Hello,
I have one Math puzzle to which I think I found the solution but wanted to check your opinion on it. The puzzle is the following:
George got a birthday present which was 1 banknote of 100 (the currency does not matter. Lets name it "currency" just for convinience). Valid banknotes in the currency are: 100, 50, 20, 10, 5, 2 and 1.
So he decided to spent some of the money in the shopping mall (he did not take any other banknotes with him. Just the one banknote of 100). At the end of the shopping it turns out that:
1. In each and every shop he bought just one item and therefore just one payment was made.
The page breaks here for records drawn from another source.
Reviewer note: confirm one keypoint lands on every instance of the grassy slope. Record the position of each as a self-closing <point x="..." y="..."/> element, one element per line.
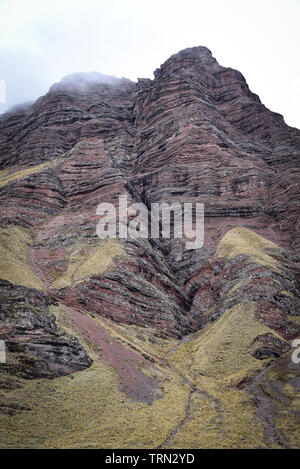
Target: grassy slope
<point x="201" y="404"/>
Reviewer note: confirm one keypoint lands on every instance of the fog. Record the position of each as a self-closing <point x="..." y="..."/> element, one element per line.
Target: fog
<point x="43" y="41"/>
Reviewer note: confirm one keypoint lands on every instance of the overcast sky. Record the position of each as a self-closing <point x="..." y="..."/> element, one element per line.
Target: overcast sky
<point x="41" y="41"/>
2. The price of the item was a whole integer (no decimal points are allowed)
3. For each item he never had the exact sum that's why he always gives the nearest banknote (of which he had at the moment).
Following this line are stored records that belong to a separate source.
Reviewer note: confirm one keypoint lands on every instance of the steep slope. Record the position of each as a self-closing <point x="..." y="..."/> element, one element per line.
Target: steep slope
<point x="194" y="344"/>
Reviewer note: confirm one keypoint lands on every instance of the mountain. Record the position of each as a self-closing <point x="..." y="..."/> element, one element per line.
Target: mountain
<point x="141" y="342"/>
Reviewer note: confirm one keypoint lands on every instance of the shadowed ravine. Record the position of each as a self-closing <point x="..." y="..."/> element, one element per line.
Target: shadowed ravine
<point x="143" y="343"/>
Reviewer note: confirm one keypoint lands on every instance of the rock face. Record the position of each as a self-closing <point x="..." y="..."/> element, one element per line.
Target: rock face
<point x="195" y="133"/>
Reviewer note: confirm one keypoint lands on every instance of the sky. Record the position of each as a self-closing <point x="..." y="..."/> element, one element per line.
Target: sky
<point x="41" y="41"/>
4. The sellers on the other hand always have enough money in different banknotes that's why they return the change with as less banknotes as possible. However, at the end it turns out that each seller aways return at least two banknotes to George.
The question is:
What is the maximum number of items that George can buy with these restrictions?
I have bolded the important parts in my opinion, so they pop out.
The approach that I took was the following:
1. In each shop the way I tried to figure out the price of the item is to have a change with as less as possible banknotes as change and with as much as higher value of the banknotes in the change
2. And as less as the price can be.
So the solution:
1. First Shop one buying of item that costs - 10
- The payment was made with the available banknote - 100
- The change was - 50 20 20
- Available banknotes for George - 50 20 20 = 90
2. Second Shop one buying of item that costs - 9
- The payment was made with the available banknote - 20
- The change was - 10 1
- Available banknotes for George - 50 20 10 1 = 81
3. Third Shop one buying of item that costs - 7
- The payment was made with the available banknote - 10
- The change was - 2 1
- Available banknotes for George - 50 20 2 1 1 = 74
4. Fourth Shop one buying of item that costs - 9
- The payment was made with the available banknote - 20
- The change was - 10 1
- Available banknotes for George - 50 10 2 1 1 1 = 65
5. Fifth Shop one buying of item that costs - 7
- The payment was made with the available banknote - 10
- The change was - 2 1
- Available banknotes for George - 50 2 2 1 1 1 1 = 58
6. Sixth Shop one buying of item that costs - 9
- The payment was made with the available banknote - 50
- The change was - 20 20 1
- Available banknotes for George - 20 20 2 2 1 1 1 1 1 = 49
7. Seventh Shop one buying of item that costs - 13
- The payment was made with the available banknote - 20
- The change was - 5 2
- Available banknotes for George - 20 5 2 2 2 1 1 1 1 1 = 36
8. Eight Shop one buying of item that costs - 17
- The payment was made with the available banknote - 20
- The change was - 2 1
- Available banknotes for George - 5 2 2 2 2 1 1 1 1 1 1 = 19
I tried different approaches and this gives me the highest number of items - 8. For the last three we have several options but they cannot give more than 8.
Is this the correct answer and if no how can you approach the problem to have more buyings. I found the rule that sellers should return at least two banknotes the most restrictive.